Despite his home-spun demeanor Buffett is tough.

His modest lifestyle, plainspokenness and personal longevity also make Buffett an endearing character. He is known for his forthright and lengthy presentations to annual meetings of his company. He has pledged 99 per cent of his wealth to charity. He has encouraged the US government to substantially increase the taxes paid by the billionaire class to which he belongs. He says he is a long-term investor who believes in the American economy.

The wonder of the transaction is that Berkshire Hathaway was able to find a buyer for its shares at any price. Somebody, obviously, a believer in magical thinking was prepared to take a gamble that airline shares would go up in value. Demand for air travel has fallen by about ninety-five per cent in the pandemic.

We may all be flying again soon, but the volatility of the airline industry makes the prospect of solid returns for investors a very dicey proposition. It is almost inevitable that the federal government is going to have to step forward in a bigger way than it has to date. The question is how far down the priority list air travel lies.

Onex Corporation must be wondering what it has bought for the $5 billion it paid for WestJet last year. That was before anyone had heard anything of the novel coronavirus. Let’s hope Onex is a long-term investor.

The thrill has gone out of air travel. Sure, it’s handy to think of being able to travel from Toronto to Vancouver in a single day. The hassles of lining up to process your ticket, pass security, board, deplane and get your luggage, combined with being confined to a wedged-in seat, make the experience unpleasant.

Now, everywhere you go in an airport or on a plane you are reminded you are running the risk of infection. The fact that not as many people will be travelling and therefore lineups shouldn’t be as long is offset by the requirement to wear a mask and submit to questioning about your health, with the chance that you won’t be allowed on the plane at all.

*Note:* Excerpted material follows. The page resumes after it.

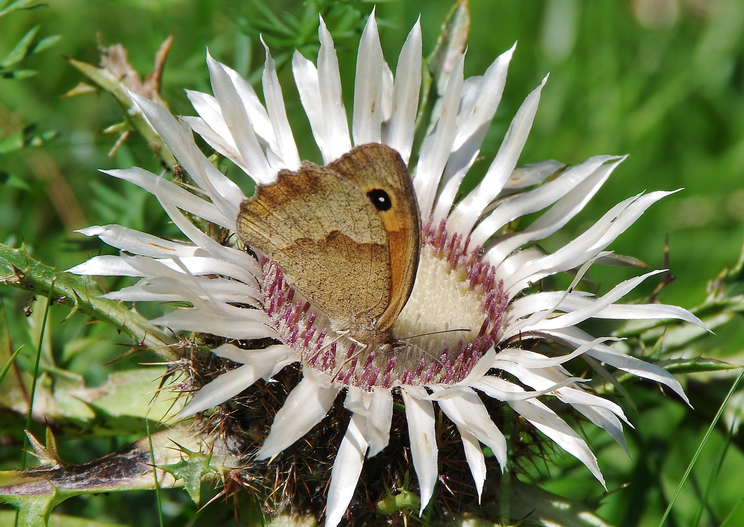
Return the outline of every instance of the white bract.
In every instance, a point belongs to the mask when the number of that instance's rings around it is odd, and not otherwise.
[[[188,92],[199,117],[176,119],[152,101],[132,95],[199,192],[141,168],[106,173],[155,194],[189,241],[168,241],[116,225],[89,227],[81,232],[98,236],[121,249],[121,255],[97,256],[71,271],[144,277],[136,285],[107,294],[109,298],[185,301],[193,306],[155,319],[159,325],[227,339],[269,337],[283,342],[257,350],[230,343],[214,349],[217,355],[243,365],[202,388],[181,412],[187,416],[206,410],[258,379],[270,379],[284,366],[301,362],[303,379],[275,415],[259,460],[272,458],[307,433],[344,392],[344,406],[350,411],[350,419],[333,464],[327,526],[337,525],[346,511],[365,458],[388,446],[397,393],[405,407],[422,511],[438,475],[434,403],[460,432],[479,495],[486,479],[481,444],[491,449],[502,469],[507,461],[506,441],[491,420],[484,397],[509,404],[584,463],[603,485],[586,441],[539,397],[549,395],[571,405],[623,448],[621,422],[628,420],[623,410],[584,389],[585,380],[571,377],[564,362],[580,355],[591,357],[590,363],[603,362],[662,383],[687,400],[671,374],[604,343],[612,339],[594,339],[577,327],[590,317],[674,318],[702,325],[674,306],[615,304],[658,271],[626,281],[601,298],[573,290],[589,266],[609,254],[606,248],[650,205],[670,193],[628,198],[552,254],[525,248],[565,225],[624,159],[597,156],[542,185],[538,184],[562,165],[545,162],[516,168],[548,77],[517,111],[483,181],[457,202],[463,178],[478,156],[498,106],[514,48],[498,57],[483,76],[464,80],[464,57],[460,58],[443,95],[436,127],[423,141],[415,166],[410,166],[421,84],[419,23],[403,45],[394,76],[382,57],[374,13],[370,16],[359,45],[350,133],[336,51],[322,20],[318,33],[317,65],[295,52],[292,67],[324,162],[333,162],[354,145],[381,142],[397,150],[413,174],[423,226],[421,257],[413,293],[392,328],[397,338],[409,342],[405,352],[359,349],[342,335],[328,335],[332,330],[327,318],[286,284],[275,264],[220,244],[184,214],[234,232],[240,203],[246,199],[240,188],[197,148],[192,130],[257,185],[274,182],[280,170],[299,168],[301,158],[268,48],[263,77],[265,105],[247,81],[208,55],[214,96]],[[523,230],[501,234],[513,220],[546,208]],[[577,268],[577,278],[566,291],[528,290],[546,276]],[[412,336],[452,329],[469,331]],[[521,349],[520,336],[557,341],[575,351],[548,357]],[[518,379],[521,385],[508,378]]]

In addition, if Greta Thunberg gets to run the world, air travel will acquire the same stigma as smoking or meat eating and the government will invest in fleets of trans-oceanic catamarans to replace fossil fuel guzzling aircraft.

Good luck Onex.

Good luck to the airline industry. Best to Onex and those that invest in it. It just won’t be me or Warren Buffett.

Some readers seem intent on nullifying the authority of David Simmonds. The critics are so intense; Simmonds is cast as more scoundrel than scamp. He is, in fact, a Canadian writer of much wit and wisdom. Simmonds writes strong prose, not infrequently laced with savage humour. He dissects, in a cheeky way, what some think sacrosanct. His wit refuses to allow the absurdities of life to move along, nicely, without comment. What Simmonds writes frightens some readers. He doesn't court the ineffectual. Those he scares off are the same ones that will not understand his writing. Satire is not for sissies. The wit of David Simmonds skewers societal vanities, the self-important and their follies as well as the madness of tyrants. He never targets the outcasts or the marginalised; when he goes for a jugular, its blood is blue. David Simmonds, by nurture, is a lawyer. By nature, he is a perceptive writer, with a gimlet eye, a superb folk singer, lyricist and composer. He believes quirkiness is universal; this is his focus and the base of his creativity. "If my humour hurts," says Simmonds,"it's after the stiletto comes out." He's an urban satirist on par with Pete Hamill and Mike Barnacle; the late Jimmy Breslin and Mike Rokyo and, increasingly, Dorothy Parker. He writes from and often about the village of Wellington, Ontario. Simmonds also writes for the Wellington "Times," in Wellington, Ontario.